Government issued a ten year and seven year bond with the aim of getting GHc6 billion to offset the legacy debts of the energy sector which was about GHc10 billion, but in all, a total of GHc4.69 billion was realized even after a seven day extension period.
The 7-year component raked in 2.4 billion cedis as targeted, at an interest rate of 19 percent.
However, the 10-year bond failed to hit the 3.6 billion cedis mark.
The Minority at the press conference made a litany of accusations against government, saying several wise counsel, was ignored.
They also accused government of breaching the Constitution, because they did not seek the approval of Parliament, before issuing the bond.
The full details of the statement are as follows;
PRESS STATEMENT ON SCANDALOUS GHC 177 MILLION PAYMENT FOR FAILED BOND
The Minority in Parliament, has learned with outrage, the hugely inflated expenditure incurred in the issuance of the failed Energy Bond. Information available in the Bond prospectus indicates that a colossal GHc 177,241,976 million was spent on the programme expenses. A breakdown of the expenses is as follows:
|Item||Amount in GHS||% of Programme|
|GSE Application Fee||1,600,000||0.02|
|GSE Listing Fee||800,000||0.01|
The expenditures above are nothing short of scandalous. We note that only about GHs 700 million of cash was raised during the bond issuance. The remaining GHs 4 billion was issued in a swap deal with banks which held the energy sector debt.
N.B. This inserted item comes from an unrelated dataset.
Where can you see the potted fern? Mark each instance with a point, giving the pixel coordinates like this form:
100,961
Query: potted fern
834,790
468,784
This means that government merely paid back the debts owed them albeit over a staggered period equivalent to the duration of the 7 and 10 year bonds. A swap deal is done almost for free hence cannot be considered to have been part of the cost.
This also means that the Finance Minister and his team have paid GHs 177,241,976 for just about GHs 700 million representing over 25% of total monies realised.
Even more alarming are parts of the breakdown of the programme cost which shows that an astronomical GHs 80 million was spent on “administrative expenses” which essentially covers air tickets, hotel accommodation, per diems and other such expenses. We are unable to come to terms with how such huge amounts could be spent on the team that floated this bond especially given the embarrassing failure that they encountered.
When set aside the expenditures incurred during the floatation of bonds under the NDC government, we notice a wide and unacceptable disparity which can only be the result of massive inflation of costs.We demand an immediate enquiry into this scandalous affair and a detailed explanation from the Finance Minister over how these expenditures were incurred.
We also demand a detailed breakdown of all the costs involved particularly the administrative expenses and how the arranger’s fees were disbursed.